Questo non è un pesce d’Aprile, bensì la realizzazione di quello che Seb Bouin ha sempre considerato “la Chilam Balam” francese. In realtà Russan, dove si trova la via, non assomiglia per niente a Villanueva del Rosario; la sola cosa in comune è la materia prima, il calcare. Per il resto Russan è nota per essere una eccellente falesia invernale, al riparo dal Mistral; ma anche piuttosto cortina, venticinque metri a dir tanto. Ad eccezione di un solo settore, di per sè non altissimo ma molto più strapiombante e cannuto del resto. Qui Seb ha individuato una linea obliqua che sviluppa ben 70 metri e che costituisce adesso la quarta via più dura di Francia.  Ecco di seguito il suo racconto:

 

Questo martedì 03/04/2018, ho realizzato la prima salita del francese Chilam Balam “Les yeux plus gros que l’antre” 9a +/ b a Russan. Sviluppa 70 metri, e ti dà il bastone all’uscita, dopo aver già mangiato 60 metri di soffitto.
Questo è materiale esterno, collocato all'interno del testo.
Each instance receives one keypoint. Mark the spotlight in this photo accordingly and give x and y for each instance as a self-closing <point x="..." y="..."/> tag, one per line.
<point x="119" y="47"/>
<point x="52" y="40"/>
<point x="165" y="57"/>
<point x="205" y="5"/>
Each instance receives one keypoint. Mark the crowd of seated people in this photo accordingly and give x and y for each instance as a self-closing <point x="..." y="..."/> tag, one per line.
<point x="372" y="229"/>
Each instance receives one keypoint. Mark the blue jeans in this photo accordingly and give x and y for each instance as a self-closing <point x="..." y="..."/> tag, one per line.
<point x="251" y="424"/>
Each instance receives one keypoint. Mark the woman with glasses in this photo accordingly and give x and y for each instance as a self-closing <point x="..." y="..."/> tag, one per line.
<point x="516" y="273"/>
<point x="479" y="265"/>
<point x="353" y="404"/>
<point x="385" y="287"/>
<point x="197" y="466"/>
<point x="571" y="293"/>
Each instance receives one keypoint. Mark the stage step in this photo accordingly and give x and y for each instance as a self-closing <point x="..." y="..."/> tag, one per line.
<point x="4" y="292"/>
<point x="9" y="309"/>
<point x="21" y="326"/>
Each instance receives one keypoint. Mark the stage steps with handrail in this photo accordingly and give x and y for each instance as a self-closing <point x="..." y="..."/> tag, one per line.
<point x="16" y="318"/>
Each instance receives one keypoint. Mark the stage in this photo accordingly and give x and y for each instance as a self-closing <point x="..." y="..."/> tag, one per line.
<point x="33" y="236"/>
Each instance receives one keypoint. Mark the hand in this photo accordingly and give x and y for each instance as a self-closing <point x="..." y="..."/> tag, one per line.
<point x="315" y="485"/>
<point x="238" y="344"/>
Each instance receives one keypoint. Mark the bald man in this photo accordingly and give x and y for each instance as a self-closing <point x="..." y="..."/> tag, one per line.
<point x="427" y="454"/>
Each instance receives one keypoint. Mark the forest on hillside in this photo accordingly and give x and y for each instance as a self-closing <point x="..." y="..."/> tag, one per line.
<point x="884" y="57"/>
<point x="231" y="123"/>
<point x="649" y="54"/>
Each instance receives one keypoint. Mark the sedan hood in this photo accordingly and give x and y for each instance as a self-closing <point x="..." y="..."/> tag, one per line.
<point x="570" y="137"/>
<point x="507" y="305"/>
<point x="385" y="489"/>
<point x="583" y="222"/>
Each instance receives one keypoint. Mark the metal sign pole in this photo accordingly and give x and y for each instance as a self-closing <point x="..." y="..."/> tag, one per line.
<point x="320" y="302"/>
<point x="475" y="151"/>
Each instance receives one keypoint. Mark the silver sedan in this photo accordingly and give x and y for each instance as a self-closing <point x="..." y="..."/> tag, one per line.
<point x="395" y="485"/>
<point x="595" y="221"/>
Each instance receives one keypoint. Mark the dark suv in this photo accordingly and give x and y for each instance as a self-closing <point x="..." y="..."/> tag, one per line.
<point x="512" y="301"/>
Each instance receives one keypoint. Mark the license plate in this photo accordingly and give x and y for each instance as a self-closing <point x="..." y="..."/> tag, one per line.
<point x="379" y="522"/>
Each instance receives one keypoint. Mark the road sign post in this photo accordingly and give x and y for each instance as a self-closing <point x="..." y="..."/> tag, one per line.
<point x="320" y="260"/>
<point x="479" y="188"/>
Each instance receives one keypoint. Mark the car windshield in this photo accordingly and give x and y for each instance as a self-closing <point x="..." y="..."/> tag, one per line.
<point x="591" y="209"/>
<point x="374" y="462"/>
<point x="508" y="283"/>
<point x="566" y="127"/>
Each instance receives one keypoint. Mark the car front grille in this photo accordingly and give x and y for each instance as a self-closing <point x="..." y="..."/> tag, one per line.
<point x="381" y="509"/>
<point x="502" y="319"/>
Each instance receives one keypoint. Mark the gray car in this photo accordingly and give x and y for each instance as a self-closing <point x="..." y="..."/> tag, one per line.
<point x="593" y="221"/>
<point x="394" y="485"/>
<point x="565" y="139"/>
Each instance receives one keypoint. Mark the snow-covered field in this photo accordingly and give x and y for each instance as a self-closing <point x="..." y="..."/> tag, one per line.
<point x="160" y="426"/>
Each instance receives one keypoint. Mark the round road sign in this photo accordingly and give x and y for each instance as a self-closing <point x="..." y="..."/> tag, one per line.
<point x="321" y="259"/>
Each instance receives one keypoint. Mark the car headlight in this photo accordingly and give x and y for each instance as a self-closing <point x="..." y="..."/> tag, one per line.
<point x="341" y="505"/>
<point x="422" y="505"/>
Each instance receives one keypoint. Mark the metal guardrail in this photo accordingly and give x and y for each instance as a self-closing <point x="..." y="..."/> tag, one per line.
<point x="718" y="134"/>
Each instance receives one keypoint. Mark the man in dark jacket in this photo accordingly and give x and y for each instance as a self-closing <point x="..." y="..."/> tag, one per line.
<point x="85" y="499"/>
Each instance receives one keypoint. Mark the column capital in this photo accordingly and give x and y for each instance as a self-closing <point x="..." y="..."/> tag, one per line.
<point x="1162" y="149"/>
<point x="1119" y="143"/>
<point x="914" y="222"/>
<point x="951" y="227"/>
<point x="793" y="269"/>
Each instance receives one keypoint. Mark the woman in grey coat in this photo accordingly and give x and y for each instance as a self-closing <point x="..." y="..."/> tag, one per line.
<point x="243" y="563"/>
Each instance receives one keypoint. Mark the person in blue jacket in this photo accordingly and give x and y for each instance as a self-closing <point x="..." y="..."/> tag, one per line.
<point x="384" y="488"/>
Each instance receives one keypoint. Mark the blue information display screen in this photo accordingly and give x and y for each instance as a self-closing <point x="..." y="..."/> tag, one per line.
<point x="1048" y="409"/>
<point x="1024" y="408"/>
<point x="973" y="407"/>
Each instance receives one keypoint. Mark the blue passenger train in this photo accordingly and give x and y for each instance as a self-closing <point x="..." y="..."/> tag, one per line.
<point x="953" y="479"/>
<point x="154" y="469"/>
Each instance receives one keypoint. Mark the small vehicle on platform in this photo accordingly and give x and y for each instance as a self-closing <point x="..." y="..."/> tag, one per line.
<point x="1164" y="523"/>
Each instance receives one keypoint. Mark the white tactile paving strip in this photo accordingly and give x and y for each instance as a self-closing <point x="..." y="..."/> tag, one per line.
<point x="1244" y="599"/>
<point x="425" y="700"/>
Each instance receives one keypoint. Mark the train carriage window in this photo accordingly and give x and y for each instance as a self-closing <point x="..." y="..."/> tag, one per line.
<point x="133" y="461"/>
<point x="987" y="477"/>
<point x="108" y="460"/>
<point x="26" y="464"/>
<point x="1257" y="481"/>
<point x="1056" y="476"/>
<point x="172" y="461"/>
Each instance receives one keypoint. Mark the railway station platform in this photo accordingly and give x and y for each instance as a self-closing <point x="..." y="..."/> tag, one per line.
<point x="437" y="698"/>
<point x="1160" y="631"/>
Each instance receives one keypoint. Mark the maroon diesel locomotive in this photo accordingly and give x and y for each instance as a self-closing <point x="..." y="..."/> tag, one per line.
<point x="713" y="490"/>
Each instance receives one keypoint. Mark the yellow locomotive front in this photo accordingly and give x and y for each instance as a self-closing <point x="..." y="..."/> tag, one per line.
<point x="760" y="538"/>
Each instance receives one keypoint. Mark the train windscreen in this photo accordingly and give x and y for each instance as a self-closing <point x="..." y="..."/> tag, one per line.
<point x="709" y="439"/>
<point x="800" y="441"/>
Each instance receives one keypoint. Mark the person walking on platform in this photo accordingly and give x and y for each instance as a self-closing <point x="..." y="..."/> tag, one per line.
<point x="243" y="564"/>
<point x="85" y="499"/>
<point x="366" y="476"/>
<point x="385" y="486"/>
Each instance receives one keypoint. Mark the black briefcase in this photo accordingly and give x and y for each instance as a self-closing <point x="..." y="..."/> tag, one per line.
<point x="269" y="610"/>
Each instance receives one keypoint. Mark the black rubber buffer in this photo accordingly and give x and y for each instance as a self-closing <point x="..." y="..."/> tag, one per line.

Il nome e la storia della via
Questa via consiste di due parti che non sono state chiodate contemporaneamente.
La seconda parte  si chiama “Les yeux plus gros que le ventre” e ha un ingresso indipendente. Questa parte era stata chiodata da Pierre Rouzo dopo la morte di Hugues Beauzille, storico e creativo chiodatore di Claret e non solo.  La prima parte è stata invece equipaggiata quest’anno e allunga la partenza, permettendo di scalare l’intera volta. Insomma aggiunge 20-25 metri di soffitto. Quando ho sentito per la prima volta di questo percorso, è stato prima il nome a sfidarmi. In effetti, la mia più grande colpa e la mia più grande qualità di arrampicata è che vedo sempre sopra ciò che posso fare. “Gli occhi più grandi della pancia”, sono io. Voglio sempre qualcosa di più grande, di più difficile.

Descrizione del percorso
Questo percorso può essere suddiviso in più parti. Prima di tutto c’è un 8b + 20-25m per raggiungere un ottimo riposo. Quindi devi lasciare cadere la corda per continuare, ottenendo lasco. Da questo cambio di corda, c’è un passo di blocco su monodito per raggiungere un altro riposo. Il che aumenta la valutazione generale a 8c. In seguito, rimane un 9a molto resistente da raggiungere senza boulder.
Il clou dello spettacolo è il lancio finale del blocco 7c + / 8a. Questo lancio rappresenta il crux della via. Sono caduto 4 volte a questo lancio (dopo 60 m di arrampicata …). la prima parte era spesso bagnata, ma non il crux finale. Confrontando questa via con altre che ho provato o realizzato, propongo timidamente il 9a + / 9b. Penso che questo sia molto più difficile di Chilam Balam (9a + / b) o Pachamama (9a + hard, proposto a 9a + / b da Patxi Usobiaga).
Tuttavia, non ho molta esperienza di 9b, e spero che altri verranno a provare questo gioiello francese. E’ comunque la quarta vioa di Francioa per difficoltà dopo “CRS” 9b (che ho chiodato io), “Eagle 4” 9b e Akira 9b? Comunque penso che sia di gran lunga il più bello!